Hosni Mubarak, último faraón de Egipto, cual momia embalsamada y cautiva de sus vendajes de naftalina, ha abandonado el poder tras 30 años de férrea dictadura y estado de excepción permanente. No ha podido resistir sin desintegrarse, al igual que lo pútrido del interior de las tumbas, el aire fresco de un pueblo que llevaba 18 días empeñado en una revuelta por la libertad y la democracia.
Egipto, pieza clave del tablero geopolítico entre Oriente y Occidente, se convierte así, tras el abandono del dictador, en el segundo país árabe, después de Túnez, que se ve abocado a cambiar de régimen por la presión de una muchedumbre dispuesta a decidir su propio destino sin prohibiciones ni mordazas. El papel del ejército, una vez más, ha sido crucial en el desenlace incruento de una revolución de la que se temían las peores consecuencias, lo que había llevado a que tanto desde Europa como de Estados Unidos se haya estado insistiendo encarecidamente en escuchar al pueblo y no adoptar medidas de fuerza. Con todo, han sido 300 muertos el precio pagado por los manifestantes para que Mubarak abandonara finalmente el poder y se refugiara en su residencia de Sharm el Sheij, en la península del Sinaí.
Los dictadores, para permanecer oprimiendo a su pueblo, deben aislarse de todo contacto con el exterior, por lo que censuran lo que no controlan y prohíben cualquier vía de acceso al conocimiento de una realidad que contradiga su infamia. Temen a la libertad y la democracia, convencidos, no de la incapacidad para decidir con criterio de la población, sino de que sean inmediatamente repudiados por quienes tal vez estén resignados a soportar el oprobio por cuestiones de supervivencia, pero no a ser engañados con la situación que padecen. Y en cuanto pueden desahogarse, como ha sucedido en estos países, no han dejado de protestar exigiendo librarse de las ataduras.

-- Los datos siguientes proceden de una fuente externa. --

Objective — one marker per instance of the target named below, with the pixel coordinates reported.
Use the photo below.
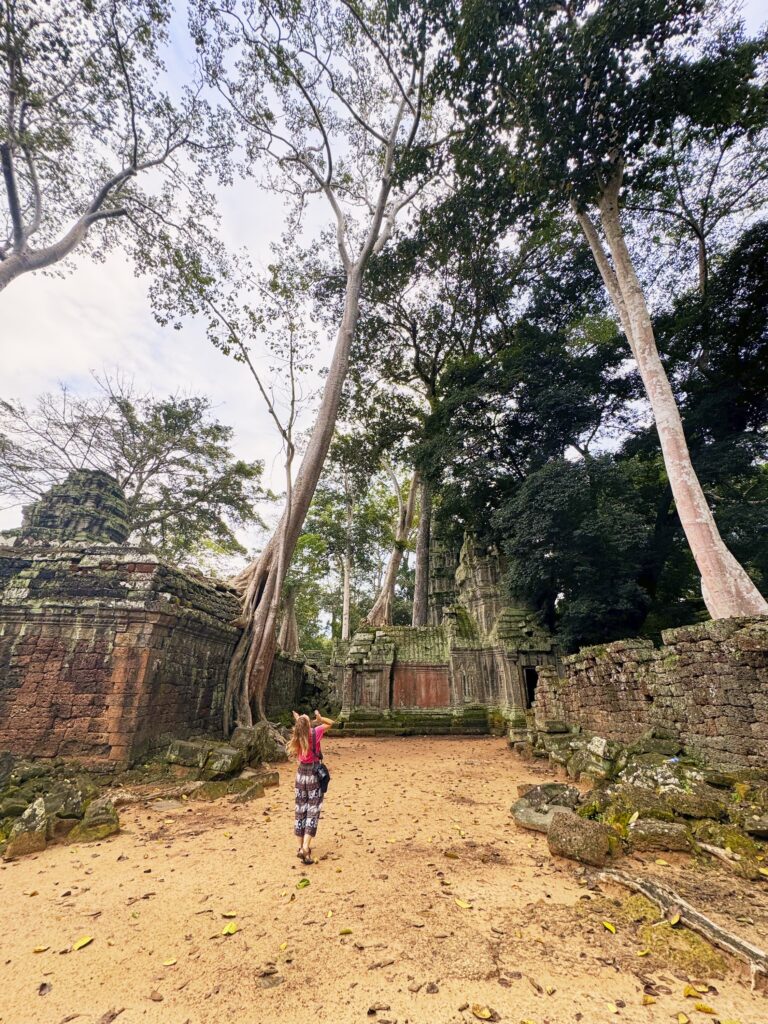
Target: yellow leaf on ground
(481, 1013)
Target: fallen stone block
(538, 820)
(30, 834)
(649, 834)
(223, 762)
(579, 839)
(100, 820)
(254, 792)
(188, 753)
(757, 825)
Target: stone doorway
(529, 681)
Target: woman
(304, 744)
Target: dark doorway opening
(530, 679)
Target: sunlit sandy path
(411, 826)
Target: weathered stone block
(99, 821)
(188, 753)
(582, 840)
(648, 834)
(29, 835)
(223, 762)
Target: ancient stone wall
(286, 685)
(707, 686)
(104, 652)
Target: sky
(98, 317)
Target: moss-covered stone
(583, 840)
(99, 821)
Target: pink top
(308, 758)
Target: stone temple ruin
(474, 668)
(105, 651)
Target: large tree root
(669, 901)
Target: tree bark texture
(726, 588)
(289, 630)
(423, 538)
(347, 572)
(259, 583)
(381, 613)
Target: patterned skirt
(308, 801)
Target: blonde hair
(298, 744)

Los caudillos, momificados en su intransigencia, pero llenos de oro, como la máscara de Tutankamón, no soportan el aire de libertad que barre esas dunas árabes y se desintegran derrocados por unos pueblos hartos de dictaduras y autocracias. Les sucede algo que los arqueólogos conocen bien, pero que los políticos suelen ignorar: se desintegran al contacto del aire, el aire puro de la libertad. ¿Cuál será el siguiente?